Vowellike sounds produced in early infancy are not isomorphic with vowels produced during later speech development. As Oller et al. (2013) noted, “Protophones occurring before canonical babbling cannot be transcribed sensibly in the International Phonetic Alphabet…because they generally do not contain well-formed and distinguishable consonants and vowels” (p. 6319). Although phonetic symbols often are used as convenient labels for early vowellike sounds, such usage should not imply that the sounds so identified are identical to vowels later used to form words. J. A. M. Martin (1981) used the term “vocant” for such a vowellike sound. Especially in the early stages of infancy, vocants are not necessarily tightly linked to vowel representations in an adult phonetic system but rather may be developmentally specific to particular combinations of perceptual experience, anatomic configuration, and motor capability. From an acoustic point of view, vocants produced in the first year of life are perhaps best regarded as regions of variable density in the vowel articulatory (or acoustic) space. As Donegan (2013) noted, there is an apparent affinity for vowels in the “lower left quadrant” of the vowel space (Stage 1 in Figure 7), a feature evident in the data reported by O. C. Irwin (1948), Davis and MacNeilage (1990), MacNeilage and Davis (1990), Kent and Bauer (1985), and Ménard et al. (2004). The high frequency of occurrence of vocants in this region likely reflects articulatory preferences based on the vocal tract anatomy in which the tongue is relatively wide and flat with a relatively anterior mass, the pharynx is short, dentition is emergent, and the vocal tract shape lacks the 90° craniovertebral angle that is characteristic of adults. These combined features are conducive to tongue carriage within the lower left quadrant, giving rise to vocants that resemble especially the adult vowels /ɪ ɛ æ ə/. The phonetic symbols are useful to acknowledge some degree of auditory similarity between infant and adult vowels but, as argued earlier, should not be taken as evidence of phonemic acquisition.

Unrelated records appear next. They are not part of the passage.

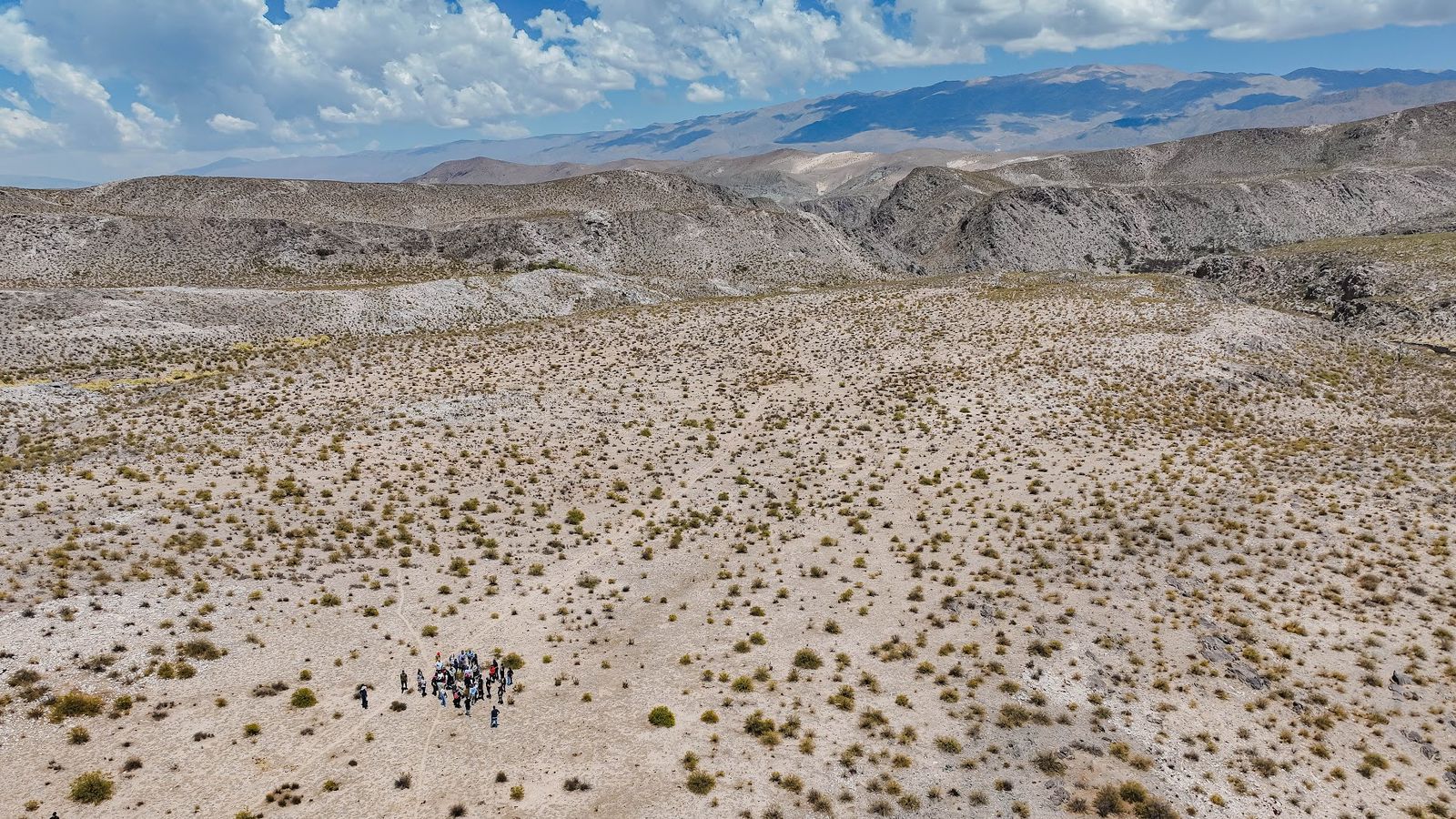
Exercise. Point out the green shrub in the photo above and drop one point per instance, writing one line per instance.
(76, 704)
(92, 787)
(662, 717)
(807, 659)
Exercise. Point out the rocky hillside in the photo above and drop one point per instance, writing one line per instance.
(672, 230)
(1165, 205)
(784, 175)
(1400, 286)
(393, 257)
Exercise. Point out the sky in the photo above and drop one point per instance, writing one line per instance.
(104, 89)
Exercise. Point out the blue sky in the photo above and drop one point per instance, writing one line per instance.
(98, 89)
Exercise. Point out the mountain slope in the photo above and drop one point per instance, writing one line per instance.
(785, 175)
(1088, 106)
(677, 234)
(1164, 205)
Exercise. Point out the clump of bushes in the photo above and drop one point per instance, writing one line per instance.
(92, 787)
(76, 704)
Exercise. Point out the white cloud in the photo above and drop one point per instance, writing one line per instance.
(699, 92)
(229, 124)
(216, 75)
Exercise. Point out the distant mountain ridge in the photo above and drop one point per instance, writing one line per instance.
(1079, 108)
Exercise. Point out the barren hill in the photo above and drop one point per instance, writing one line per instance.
(198, 230)
(1164, 205)
(784, 175)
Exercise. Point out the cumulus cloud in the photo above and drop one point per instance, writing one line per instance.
(229, 124)
(217, 75)
(699, 92)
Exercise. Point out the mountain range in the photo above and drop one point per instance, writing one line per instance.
(1062, 109)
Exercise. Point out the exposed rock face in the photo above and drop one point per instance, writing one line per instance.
(1401, 286)
(1208, 206)
(223, 232)
(1161, 206)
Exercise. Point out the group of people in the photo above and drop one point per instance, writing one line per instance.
(463, 681)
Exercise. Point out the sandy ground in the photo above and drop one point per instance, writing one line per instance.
(1038, 541)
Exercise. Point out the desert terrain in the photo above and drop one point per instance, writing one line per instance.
(1108, 484)
(1104, 545)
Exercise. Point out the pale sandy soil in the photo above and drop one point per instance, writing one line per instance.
(1043, 538)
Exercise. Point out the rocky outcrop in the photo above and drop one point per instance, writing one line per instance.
(288, 234)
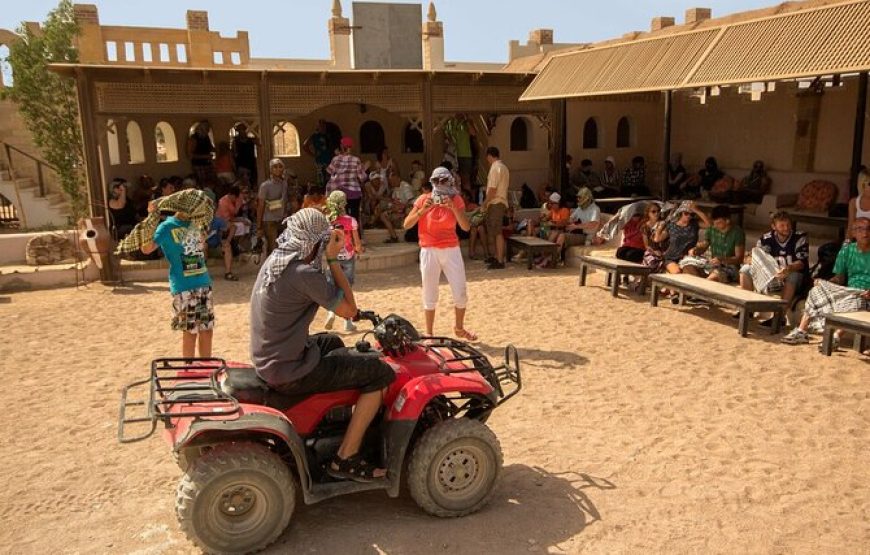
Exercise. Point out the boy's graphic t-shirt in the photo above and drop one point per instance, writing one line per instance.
(182, 244)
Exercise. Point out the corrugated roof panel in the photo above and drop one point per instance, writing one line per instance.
(652, 64)
(815, 41)
(833, 39)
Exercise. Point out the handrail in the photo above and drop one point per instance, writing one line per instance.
(39, 164)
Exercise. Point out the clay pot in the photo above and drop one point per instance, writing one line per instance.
(94, 239)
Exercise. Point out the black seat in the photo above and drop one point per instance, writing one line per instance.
(247, 387)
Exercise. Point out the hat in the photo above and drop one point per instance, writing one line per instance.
(440, 173)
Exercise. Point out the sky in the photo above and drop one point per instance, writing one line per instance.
(475, 30)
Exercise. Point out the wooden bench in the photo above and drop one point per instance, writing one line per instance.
(857, 323)
(733, 209)
(532, 246)
(722, 294)
(615, 269)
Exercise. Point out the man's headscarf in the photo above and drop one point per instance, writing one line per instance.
(193, 202)
(306, 230)
(336, 205)
(584, 197)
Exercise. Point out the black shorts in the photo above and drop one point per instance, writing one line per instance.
(340, 369)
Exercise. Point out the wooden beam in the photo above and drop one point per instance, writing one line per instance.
(666, 142)
(858, 136)
(98, 205)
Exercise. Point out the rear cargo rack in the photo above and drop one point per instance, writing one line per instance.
(505, 379)
(177, 387)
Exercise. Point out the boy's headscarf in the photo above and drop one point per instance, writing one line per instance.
(336, 205)
(306, 229)
(193, 202)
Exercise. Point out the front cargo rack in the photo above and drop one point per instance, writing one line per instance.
(177, 388)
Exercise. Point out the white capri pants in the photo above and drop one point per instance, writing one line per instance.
(433, 261)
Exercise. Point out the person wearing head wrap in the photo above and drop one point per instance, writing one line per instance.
(336, 213)
(182, 240)
(290, 287)
(272, 204)
(436, 217)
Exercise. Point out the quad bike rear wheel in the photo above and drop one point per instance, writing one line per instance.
(236, 498)
(454, 467)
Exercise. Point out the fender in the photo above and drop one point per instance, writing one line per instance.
(417, 392)
(205, 432)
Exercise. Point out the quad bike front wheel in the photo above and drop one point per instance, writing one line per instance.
(454, 467)
(236, 498)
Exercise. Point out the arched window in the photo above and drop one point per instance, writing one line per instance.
(371, 137)
(285, 139)
(135, 149)
(519, 134)
(413, 138)
(623, 133)
(164, 138)
(590, 133)
(6, 79)
(113, 144)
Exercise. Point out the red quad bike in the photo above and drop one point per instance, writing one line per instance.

The statistical preponderance of vocants in one quadrant of vowel space is a notable feature that is most confidently interpreted with respect to developmental anatomy and physiology.

A feature that may occur less frequently but is nevertheless of considerable importance is formation of the vowel space determined by the point vowels (the word “vowels” is now used in favor of “vocants”). The corner vowels /i/, /u/, and /ɑ/ appear in the first or second year of life (Buhr, 1980; Davis & MacNeilage, 1990; O. C. Irwin, 1948; Selby et al., 2000; Templin, 1957; Wellman et al., 1931). These vowels, shown in Stage 2 in Figure 7, establish the acoustic and articulatory boundaries of the vowel space, within which other vowels can be produced (Kent, 1992). This aspect of vowel production has a correlate in perception. Polka and Bohn (2003) reported that infants have a perceptual bias for vowels that are close to the periphery of the F1/F2 vowel space and suggested that a bias for these vowels is language universal. J.-L. Schwartz et al. (2005) cast these results in the framework of the dispersion–focalization theory of vowel systems, proposing that focalization (the convergence between two consecutive formants in a vowel spectrum) increases the perceptual salience of the peripheral vowels relative to other vowels not having this property. They commented that “focal vowels, more salient in perception, provide both a stable percept and a reference for comparison and categorization” (p. 425). Focalization can be seen in Figure 1 as the proximity of F2 and F3 for vowel /i/ and F1 and F2 for vowels /ɑ/ and /u/. Polka and Bohn (2011) accepted the J.-L. Schwartz et al. (2005) interpretation of the data in their earlier report and further proposed a natural reference vowel framework to account for phonetic development in children. The peripheral vowels are anchors within the natural reference vowel framework. The perceptual salience of the focal vowels has an articulatory counterpart insofar as these vowels are produced with extreme positions in the oral cavity (see Figure 2). As infants explore their vocal abilities, they may come to rely on peripheral vowels because of both the perceptual bias of focalization and the anatomic boundaries of vowel production.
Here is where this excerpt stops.